At the far side of the beach I climbed up through the cemetery, head and foot stones poking up through the long grass, and I trod carefully, aware that my ancestors lay here and that one day I would join them. I stopped and glanced out over the ocean to see the sun starting its slow descent towards the horizon, edging distant clouds with gold and sending shards of light skimming across the surface of the water. What a view it was from eternity that I would share with the folk who had inhabited this land for all the centuries before me.

The standing stones cast long shadows over the machair. Some of them were more than twice my height. Thirteen primary stones that formed a central circle, with a long approach avenue of stones to the north, and shorter arms to the south, east and west.

A movement caught my eye, and I saw a furl of skirt in the wind, half hidden by one of the taller stones, before Kirsty appeared, turning around the edge of it to stand looking down the slope as I climbed towards her. As I approached I saw that the colour was high on her face. Her skirts and cape streamed out behind her, along with her hair, and she folded her arms and leaned against the grain of the gneiss.

‘Did they teach you about the stones at school?’ she asked when I reached her, a little out of breath.

‘Only that they’re about four thousand years old and nobody knows who put them there.’

‘My tutor says if we were able to look down on them from above they would form the rough shape of a Celtic cross.’

I shrugged. ‘So?’

‘Simon, they were put here more than two thousand years before Christ was born.’

I saw her point and nodded sagely, as if the thought had occurred to me long ago. ‘Yes, of course.’

She smiled and ran the flat of her hand down the stone that she was leaning against. ‘I love the texture of the stones,’ she said. ‘They have grain running through them like wood.’ She tipped her head back and looked up towards the top of it. ‘I wonder how they moved them.
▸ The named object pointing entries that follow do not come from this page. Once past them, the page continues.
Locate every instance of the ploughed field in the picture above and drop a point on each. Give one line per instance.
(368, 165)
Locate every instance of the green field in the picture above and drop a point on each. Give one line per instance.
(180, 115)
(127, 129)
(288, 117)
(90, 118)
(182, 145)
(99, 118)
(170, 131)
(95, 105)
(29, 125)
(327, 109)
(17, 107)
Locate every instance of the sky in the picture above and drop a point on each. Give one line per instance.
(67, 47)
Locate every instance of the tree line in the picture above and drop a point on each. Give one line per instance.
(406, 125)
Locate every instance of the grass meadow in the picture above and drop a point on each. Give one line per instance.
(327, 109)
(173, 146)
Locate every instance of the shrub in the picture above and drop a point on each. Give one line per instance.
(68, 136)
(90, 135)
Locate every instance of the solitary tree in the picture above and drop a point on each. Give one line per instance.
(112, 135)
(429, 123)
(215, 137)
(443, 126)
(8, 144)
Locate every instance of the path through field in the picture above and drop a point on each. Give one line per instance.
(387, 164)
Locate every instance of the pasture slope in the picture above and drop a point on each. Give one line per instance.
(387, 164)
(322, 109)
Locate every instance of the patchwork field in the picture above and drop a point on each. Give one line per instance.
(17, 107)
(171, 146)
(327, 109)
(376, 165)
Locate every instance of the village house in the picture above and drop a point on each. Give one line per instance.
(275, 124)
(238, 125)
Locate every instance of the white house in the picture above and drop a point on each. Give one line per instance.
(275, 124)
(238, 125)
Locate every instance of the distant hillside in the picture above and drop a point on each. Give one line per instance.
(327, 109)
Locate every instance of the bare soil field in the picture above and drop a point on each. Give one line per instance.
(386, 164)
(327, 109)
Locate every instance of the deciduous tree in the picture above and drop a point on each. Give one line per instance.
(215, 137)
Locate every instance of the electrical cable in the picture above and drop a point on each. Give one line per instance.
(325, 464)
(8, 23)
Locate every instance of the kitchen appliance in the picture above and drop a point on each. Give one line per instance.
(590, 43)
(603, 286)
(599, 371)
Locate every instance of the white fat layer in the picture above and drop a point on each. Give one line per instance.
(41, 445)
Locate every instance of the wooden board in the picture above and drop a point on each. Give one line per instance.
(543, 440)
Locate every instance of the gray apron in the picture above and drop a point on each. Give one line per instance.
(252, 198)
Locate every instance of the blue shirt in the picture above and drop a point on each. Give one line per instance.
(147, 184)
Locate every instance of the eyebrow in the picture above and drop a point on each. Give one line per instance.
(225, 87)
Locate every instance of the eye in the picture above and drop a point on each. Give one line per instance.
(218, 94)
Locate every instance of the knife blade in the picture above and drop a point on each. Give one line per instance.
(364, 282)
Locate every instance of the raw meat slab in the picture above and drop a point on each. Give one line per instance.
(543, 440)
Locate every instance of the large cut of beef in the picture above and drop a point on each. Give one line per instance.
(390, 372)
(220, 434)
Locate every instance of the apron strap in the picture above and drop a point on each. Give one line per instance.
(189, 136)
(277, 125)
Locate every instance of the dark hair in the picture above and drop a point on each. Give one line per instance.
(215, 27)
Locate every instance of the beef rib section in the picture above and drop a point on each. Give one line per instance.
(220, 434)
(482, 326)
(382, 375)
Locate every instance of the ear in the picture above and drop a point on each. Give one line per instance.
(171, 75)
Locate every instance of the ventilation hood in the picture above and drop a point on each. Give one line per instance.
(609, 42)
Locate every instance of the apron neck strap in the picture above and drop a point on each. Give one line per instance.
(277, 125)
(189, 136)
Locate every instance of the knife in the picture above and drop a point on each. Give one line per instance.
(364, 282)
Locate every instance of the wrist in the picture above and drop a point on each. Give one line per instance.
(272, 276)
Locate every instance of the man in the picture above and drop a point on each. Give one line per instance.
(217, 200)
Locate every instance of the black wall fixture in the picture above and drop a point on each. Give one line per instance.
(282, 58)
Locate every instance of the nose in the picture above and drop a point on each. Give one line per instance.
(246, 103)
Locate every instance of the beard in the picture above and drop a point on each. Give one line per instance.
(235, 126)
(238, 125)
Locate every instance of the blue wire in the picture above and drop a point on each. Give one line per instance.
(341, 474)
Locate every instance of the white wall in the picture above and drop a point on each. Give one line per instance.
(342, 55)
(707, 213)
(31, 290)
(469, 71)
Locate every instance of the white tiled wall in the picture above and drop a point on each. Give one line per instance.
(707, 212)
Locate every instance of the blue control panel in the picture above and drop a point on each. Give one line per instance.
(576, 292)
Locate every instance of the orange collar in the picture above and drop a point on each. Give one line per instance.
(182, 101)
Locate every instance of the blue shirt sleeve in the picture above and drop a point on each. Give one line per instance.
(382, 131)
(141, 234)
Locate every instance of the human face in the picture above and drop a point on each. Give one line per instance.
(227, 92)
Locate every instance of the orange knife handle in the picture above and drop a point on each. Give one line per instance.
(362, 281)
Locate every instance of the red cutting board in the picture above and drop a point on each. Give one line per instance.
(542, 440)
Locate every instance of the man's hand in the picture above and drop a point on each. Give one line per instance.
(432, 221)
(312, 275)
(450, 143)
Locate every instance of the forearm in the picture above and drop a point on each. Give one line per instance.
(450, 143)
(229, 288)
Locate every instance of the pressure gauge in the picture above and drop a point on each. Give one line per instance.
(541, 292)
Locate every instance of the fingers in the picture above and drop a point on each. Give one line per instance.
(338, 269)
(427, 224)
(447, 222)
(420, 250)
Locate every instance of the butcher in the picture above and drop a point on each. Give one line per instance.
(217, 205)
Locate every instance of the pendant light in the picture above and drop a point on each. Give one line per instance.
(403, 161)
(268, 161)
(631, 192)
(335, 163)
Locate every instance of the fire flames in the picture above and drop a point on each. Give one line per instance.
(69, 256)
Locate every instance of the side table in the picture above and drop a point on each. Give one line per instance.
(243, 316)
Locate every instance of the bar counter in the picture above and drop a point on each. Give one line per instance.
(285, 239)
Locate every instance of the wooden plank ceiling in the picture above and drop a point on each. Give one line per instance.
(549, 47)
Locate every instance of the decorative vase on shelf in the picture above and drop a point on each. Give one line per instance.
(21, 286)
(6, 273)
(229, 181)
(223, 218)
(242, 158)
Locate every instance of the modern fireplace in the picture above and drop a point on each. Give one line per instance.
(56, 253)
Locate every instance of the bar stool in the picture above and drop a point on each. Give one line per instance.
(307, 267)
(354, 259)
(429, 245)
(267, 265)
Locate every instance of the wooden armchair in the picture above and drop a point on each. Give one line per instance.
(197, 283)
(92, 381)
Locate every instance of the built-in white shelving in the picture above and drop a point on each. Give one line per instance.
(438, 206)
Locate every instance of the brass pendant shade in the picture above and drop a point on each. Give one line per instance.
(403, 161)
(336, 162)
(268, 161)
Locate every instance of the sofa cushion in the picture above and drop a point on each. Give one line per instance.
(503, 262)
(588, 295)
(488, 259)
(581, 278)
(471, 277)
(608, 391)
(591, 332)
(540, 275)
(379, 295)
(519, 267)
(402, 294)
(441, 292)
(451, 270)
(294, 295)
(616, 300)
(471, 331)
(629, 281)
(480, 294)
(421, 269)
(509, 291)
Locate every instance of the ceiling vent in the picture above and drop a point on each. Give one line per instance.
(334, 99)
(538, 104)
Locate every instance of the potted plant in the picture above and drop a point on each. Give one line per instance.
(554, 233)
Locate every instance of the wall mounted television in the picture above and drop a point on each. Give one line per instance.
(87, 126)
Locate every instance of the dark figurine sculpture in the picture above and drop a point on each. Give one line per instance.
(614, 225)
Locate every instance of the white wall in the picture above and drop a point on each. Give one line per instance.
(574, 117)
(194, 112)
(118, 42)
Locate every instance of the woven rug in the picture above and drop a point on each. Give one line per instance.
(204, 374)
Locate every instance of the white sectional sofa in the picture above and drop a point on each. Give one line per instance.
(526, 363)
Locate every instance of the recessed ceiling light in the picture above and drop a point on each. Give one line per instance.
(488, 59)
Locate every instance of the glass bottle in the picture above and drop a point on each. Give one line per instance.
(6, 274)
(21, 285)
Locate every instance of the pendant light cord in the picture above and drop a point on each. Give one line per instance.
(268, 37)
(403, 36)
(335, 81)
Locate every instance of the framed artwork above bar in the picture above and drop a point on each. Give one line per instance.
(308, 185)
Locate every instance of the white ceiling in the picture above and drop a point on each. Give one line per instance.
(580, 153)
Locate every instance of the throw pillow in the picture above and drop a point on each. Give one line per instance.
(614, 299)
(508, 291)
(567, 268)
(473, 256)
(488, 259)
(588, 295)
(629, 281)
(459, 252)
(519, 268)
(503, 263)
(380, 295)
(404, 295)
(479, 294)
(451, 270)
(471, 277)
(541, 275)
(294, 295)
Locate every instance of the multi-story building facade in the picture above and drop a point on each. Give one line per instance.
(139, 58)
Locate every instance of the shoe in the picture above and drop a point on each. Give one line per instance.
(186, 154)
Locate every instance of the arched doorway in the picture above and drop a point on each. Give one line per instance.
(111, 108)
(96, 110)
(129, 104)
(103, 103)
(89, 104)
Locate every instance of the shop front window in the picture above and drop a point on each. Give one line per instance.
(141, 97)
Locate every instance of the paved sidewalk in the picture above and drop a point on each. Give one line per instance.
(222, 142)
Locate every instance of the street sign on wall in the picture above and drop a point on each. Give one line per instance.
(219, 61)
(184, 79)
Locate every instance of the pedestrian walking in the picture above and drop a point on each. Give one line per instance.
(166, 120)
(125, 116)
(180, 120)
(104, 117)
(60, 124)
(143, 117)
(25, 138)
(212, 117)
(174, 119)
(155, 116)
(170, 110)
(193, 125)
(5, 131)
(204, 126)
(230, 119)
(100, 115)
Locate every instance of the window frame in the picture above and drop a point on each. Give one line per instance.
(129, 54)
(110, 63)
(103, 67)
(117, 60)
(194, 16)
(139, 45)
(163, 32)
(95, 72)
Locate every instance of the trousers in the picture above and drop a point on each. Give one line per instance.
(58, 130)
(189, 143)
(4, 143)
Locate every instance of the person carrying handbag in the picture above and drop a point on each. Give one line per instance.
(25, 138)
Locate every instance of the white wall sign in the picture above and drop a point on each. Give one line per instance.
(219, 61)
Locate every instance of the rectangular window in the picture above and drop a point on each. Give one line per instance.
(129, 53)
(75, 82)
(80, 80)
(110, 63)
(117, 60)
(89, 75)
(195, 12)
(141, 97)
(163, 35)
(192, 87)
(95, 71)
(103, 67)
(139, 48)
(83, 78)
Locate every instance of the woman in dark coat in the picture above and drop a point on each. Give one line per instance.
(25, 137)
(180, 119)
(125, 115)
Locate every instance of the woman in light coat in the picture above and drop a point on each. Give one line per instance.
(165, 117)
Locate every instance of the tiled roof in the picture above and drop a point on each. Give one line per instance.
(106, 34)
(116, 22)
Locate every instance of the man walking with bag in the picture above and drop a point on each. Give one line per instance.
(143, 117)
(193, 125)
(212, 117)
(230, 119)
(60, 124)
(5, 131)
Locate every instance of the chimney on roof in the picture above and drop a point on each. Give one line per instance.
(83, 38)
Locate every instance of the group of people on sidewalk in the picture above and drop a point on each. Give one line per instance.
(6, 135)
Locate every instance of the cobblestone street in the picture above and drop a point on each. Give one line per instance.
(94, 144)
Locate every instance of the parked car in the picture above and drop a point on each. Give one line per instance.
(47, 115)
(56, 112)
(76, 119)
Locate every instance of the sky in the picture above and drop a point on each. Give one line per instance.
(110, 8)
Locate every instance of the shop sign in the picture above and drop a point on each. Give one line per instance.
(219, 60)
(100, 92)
They must be terribly heavy.’ She grinned then and extended her hand towards me. ‘Come on.’ I hesitated for only a moment, before grasping it, feeling it small and warm in mine. She pulled me away from the stones, and we went running down the slope together, almost out of control, laughing with exhilaration before coming to a halt where the elements had eaten away at the machair and loose, peaty earth crumbled down into a rocky hollow.

She let go of my hand and jumped down into it. I followed suit and landed beside her. Beach grass grew in tussocks and clumps, binding the loose earth and pushing up between cracks in the rock. The wind blew overhead but the air here was quite still, and there was a wonderful sense of shelter and tranquillity. No one could see us, except perhaps from a boat out at sea.